In another criticism communicated to the editor in relation to the paper was as follows: It was indicated under the scope of the study that there were 865 hospitals affiliated to MoH, however, this was not possible periodically. Despite the fact that there were 865 hospitals managed by MoH in 2015, it was stated that this number was 840 in 2011 and 832 in 2012. As a conclusion, it was indicated that the methodology of the study was problematic, and when 89 PHU is considered instead of province as the decision making unit, a healthier evaluation could be made both before and after PHAs (which although the critics indicated that they did not consider it suitable to use PHAs, they have also used the concept PHAs while making this criticism).

Although this criticism seems to be a fair criticism at first sight, since the data obtained from the Ministry of Health is at the level of provinces, namely included the data for years 2010–2015 pertinent to the study variables in 81 provinces in Turkey, it is not possible to separate the integrated district hospital data from this data and to see the change in the number of hospitals over years. For that reason, it was sufficient to indicate only that the study covered 865 MoH [6] hospitals.

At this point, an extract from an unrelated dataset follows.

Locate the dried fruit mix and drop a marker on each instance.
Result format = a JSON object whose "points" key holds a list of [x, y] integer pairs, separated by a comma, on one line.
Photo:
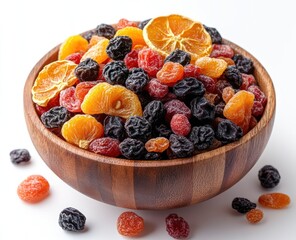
{"points": [[167, 87]]}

Besides, it was recommended that the study methodology was problematic and PHAs should be taken into account rather than the provinces as the decision making unit in the study in order to reach to healthier results. However, Malmquist Total Factor Efficiency Index has been calculated in order to compare the efficiency scores of provinces in accordance with the purpose of this study over consecutive years. According to this, in order to calculate the relevant index, the number of decision units should be equal over years. If the situation was that PHAs would be taken, not the provinces, as the decision making unit upon the recommendation of the critic, it would not have been possible to make such a comparison since there was no PHAs practice in 2010–2012 period. Besides, if PHAs were taken as the decision making unit, since there was no PHAs implementation in 2010–2012 period, comparing the period 2013–2015 when there were 89 PHAs with 2010–2012 period (making the analysis in Table 5 in the paper) would not be possible, namely it would not be possible to demonstrate the impact of PHAs implementation on efficiency. In fact, if hospitals had been taken as the decision making unit, a stronger study would have been done from methodological perspective. As a matter of fact, the authors of this manuscript had designed such a study at the beginning and tried to acquire data on the level of hospitals from the Ministry of Health, however, since the data could not be obtained at hospital level, they directed towards designing a study in which the decision unit is the provinces.